35. The next question that would arise is whether the bank and post office deposits maintained by Kalayanasabesa Deekshidhar were his separate property in which the plaintiff and the second defendant would get equal shares. Admittedly, Kalayanasabesa Deekshidhar was doing kattalais at the request of kattalaidhars, for which he was being paid by them. Out of his earnings, the said deposits have been made. The second defendant does not dispute the fact that the bank and post office deposits of Kalayanasabesa Deekshidhar were his separate properties, in which he and the plaintiff would get equal shares. Accordingly, this court comes to the conclusion that the plaintiff shall be entitled to half share in the amounts covered by Exs.B22 to B24 and hence she shall be entitled to a decree for partition directing the division of the said amount into two equal parts and allottment of one such part to her.



Point No.6:-

36. Plaint 'C' schedule property is described to be the kattalais in Sri Sabanayagar Temple, Chidambaram. The details of the kattalais have not been given. From evidence it can be ascertain that there are kattalaidhars to the temple who pay remuneration for performing the kattalais for them in the temple. It is in the nature of remuneration for the service rendered. The same cannot be said to be a property capable of being partitioned. Hence, the court below has rightly come to the conclusion that the suit in respect of plaint 'C' schedule deserves to be dismissed.
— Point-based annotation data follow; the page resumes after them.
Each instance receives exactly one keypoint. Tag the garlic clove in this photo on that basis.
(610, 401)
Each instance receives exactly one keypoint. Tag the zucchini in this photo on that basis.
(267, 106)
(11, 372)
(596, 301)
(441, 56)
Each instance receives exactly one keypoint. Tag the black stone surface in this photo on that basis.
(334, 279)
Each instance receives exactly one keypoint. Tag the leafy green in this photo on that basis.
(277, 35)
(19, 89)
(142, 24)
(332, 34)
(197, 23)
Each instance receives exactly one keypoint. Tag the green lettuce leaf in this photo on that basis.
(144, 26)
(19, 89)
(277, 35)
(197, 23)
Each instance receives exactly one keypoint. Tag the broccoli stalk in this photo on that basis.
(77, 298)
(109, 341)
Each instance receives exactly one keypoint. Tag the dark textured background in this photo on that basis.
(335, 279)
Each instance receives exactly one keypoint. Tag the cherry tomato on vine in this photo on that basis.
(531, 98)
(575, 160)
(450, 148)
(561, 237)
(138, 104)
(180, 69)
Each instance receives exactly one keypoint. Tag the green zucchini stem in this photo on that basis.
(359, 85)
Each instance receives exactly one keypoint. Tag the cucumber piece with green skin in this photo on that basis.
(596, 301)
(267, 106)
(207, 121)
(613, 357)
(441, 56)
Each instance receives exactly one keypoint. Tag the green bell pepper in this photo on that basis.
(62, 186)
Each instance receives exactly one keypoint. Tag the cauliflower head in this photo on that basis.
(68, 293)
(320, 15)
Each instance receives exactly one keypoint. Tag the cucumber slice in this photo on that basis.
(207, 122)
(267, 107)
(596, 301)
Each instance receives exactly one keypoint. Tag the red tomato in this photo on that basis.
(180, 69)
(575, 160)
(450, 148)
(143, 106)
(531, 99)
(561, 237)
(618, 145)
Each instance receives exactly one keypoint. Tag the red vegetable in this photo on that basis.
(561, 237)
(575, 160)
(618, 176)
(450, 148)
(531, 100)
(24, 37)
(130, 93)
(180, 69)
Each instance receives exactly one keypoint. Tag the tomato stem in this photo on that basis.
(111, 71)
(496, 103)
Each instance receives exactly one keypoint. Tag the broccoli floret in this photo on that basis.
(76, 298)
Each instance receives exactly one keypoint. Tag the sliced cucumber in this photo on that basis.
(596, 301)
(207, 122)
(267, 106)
37. For all the reasons stated above, the appeal filed by the first defendant, namely, A.S.No.857/2002 is dismissed and the appeal filed by the plaintiff, namely, A.S.No.676/2002 is allowed in part and the preliminary decree passed by the trial court is modified as follows:



i)There shall be a preliminary decree directing division of suit 'A' schedule property into 4 equal shares and allotment of one such share to the plaintiff.

ii)In respect of item 3 of plaint 'B' schedule property, there shall be a preliminary decree directing division of the amounts covered by Exs.B22 to 24 together with accrued interest directing the same to be divided into two equal shares and allotment of one such share to the plaintiff.

iii)The suit in respect of items 1, 2, 4 and 5 of plaint 'B' schedule and in respect of plaint 'C' schedule shall stand dismissed.